In den letzten Jahren bin ich mehr und mehr immun gegen den Hype groß produzierter Spiele geworden und spürte selbst bei universellen Klassikern wie The Witcher 3 oder Breath of the Wild nie die gleiche Faszination wie die meisten anderen. Bezüglich God of War konnte mich gar nur der allererste Teil richtig überzeugen, während mir sämtliche Fortsetzungen zu sehr nach “größer, schöner, weiter“ rochen.

Aus dem Grund war meine Vorfreude über das neue God of War relativ verhalten – doch, bei Gott, was hat mich dieser Ritt erschlagen!
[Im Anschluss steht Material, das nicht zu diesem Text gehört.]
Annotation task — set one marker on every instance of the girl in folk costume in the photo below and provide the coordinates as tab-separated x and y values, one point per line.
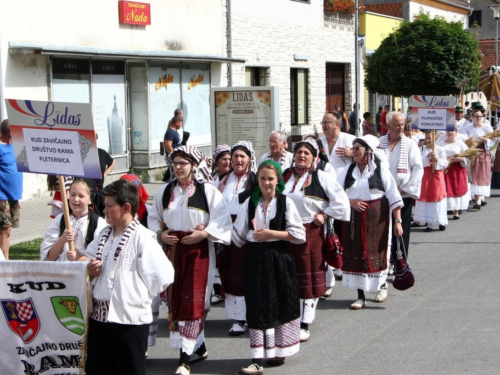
127	268
221	165
188	216
481	166
455	178
236	187
373	194
430	208
85	224
267	221
316	195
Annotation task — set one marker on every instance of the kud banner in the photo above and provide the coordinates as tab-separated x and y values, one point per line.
43	308
54	138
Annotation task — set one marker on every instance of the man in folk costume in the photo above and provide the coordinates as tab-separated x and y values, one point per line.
127	268
430	208
278	153
317	196
405	164
189	216
236	187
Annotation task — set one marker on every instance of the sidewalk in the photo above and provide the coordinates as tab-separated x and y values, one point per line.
35	216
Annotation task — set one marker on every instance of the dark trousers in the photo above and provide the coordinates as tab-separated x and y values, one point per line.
406	217
114	348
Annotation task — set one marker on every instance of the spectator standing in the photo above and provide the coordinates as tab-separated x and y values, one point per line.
11	188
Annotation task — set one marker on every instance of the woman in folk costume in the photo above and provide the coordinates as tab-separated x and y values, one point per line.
455	178
236	187
317	195
373	194
266	222
430	208
221	163
481	166
188	216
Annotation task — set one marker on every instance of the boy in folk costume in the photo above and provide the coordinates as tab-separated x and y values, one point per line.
431	206
128	268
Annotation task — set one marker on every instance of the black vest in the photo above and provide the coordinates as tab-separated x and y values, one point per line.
197	201
279	220
92	220
374	182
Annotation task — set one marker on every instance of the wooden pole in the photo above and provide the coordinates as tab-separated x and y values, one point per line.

Nahezu alle spielerischen Aspekte, egal ob das Kämpfen, die Rätsel oder das Erforschen, greifen wie bei einem The Legend of Zelda perfekt ineinander und bilden ein prächtiges Gesamtpaket, das mich weit über die eigentliche Geschichte hinweg fesselt. Allein die Mischung aus linearem Storyweg und optionalen Gebieten ist meisterhaft.

Überhaupt: Diese Geschichte! Rein auf den Plot geschaut bietet das neue God of War die üblichen Wendungen und Überraschungen, die sich für meine Begriffe zu sehr auf das Einwerfen großer Götternamen verlassen. Doch die wahre Stärke liegt in der phänomenal geschriebenen Beziehung zwischen Kratos und Atreus. Der Junge ist neugierig, nervig, aufmüpfig, mutig, ängstlich, selbstbewusst, unsicher – einfach alles auf einmal und immer so, dass es genau passt. Und auch Kratos, der mich in God of War 2 mit seiner Großkotzigkeit fast schon angewidert hatte, ist endlich ein Charakter mit Tiefe. Er hat wohlgemerkt seine ehemaligen Taten nicht vergessen und ist bei seinem harschen wie zugleich väterlichen Umgang mit seinem Sohn sichtlich zerrissen.

Mir gefällt ungemein, dass mein eigentliches Ziel etwas sehr Schlichtes und sehr Demütiges ist. Das ist jedenfalls für mich die größte Überraschung von allen: Die Story von God of War ist weit mehr als ein Mittel zum Zweck und gehört in puncto Umsetzung zum Besten, was ich von Spielen dieser Art gewohnt bin.

Für die sicherlich bereits geplante Fortsetzung sollte Cory Barlog höchstens die Größe der Endgegner wieder nach oben schrauben und in meinen Augen alles andere so belassen wie in diesem neuen God of War – dem meiner bescheidenen Meinung nach besten Teil der gesamten Serie.

GamersChoice Wertung
  • Handlung
  • Grafik
  • Sound
  • Gameplay
  • Motivation
4.8

Fazit

Das neue God of War ist das wohl beste Spiel der Reihe! Einer der besten Storys in der Videospielgeschichte erwartet euch!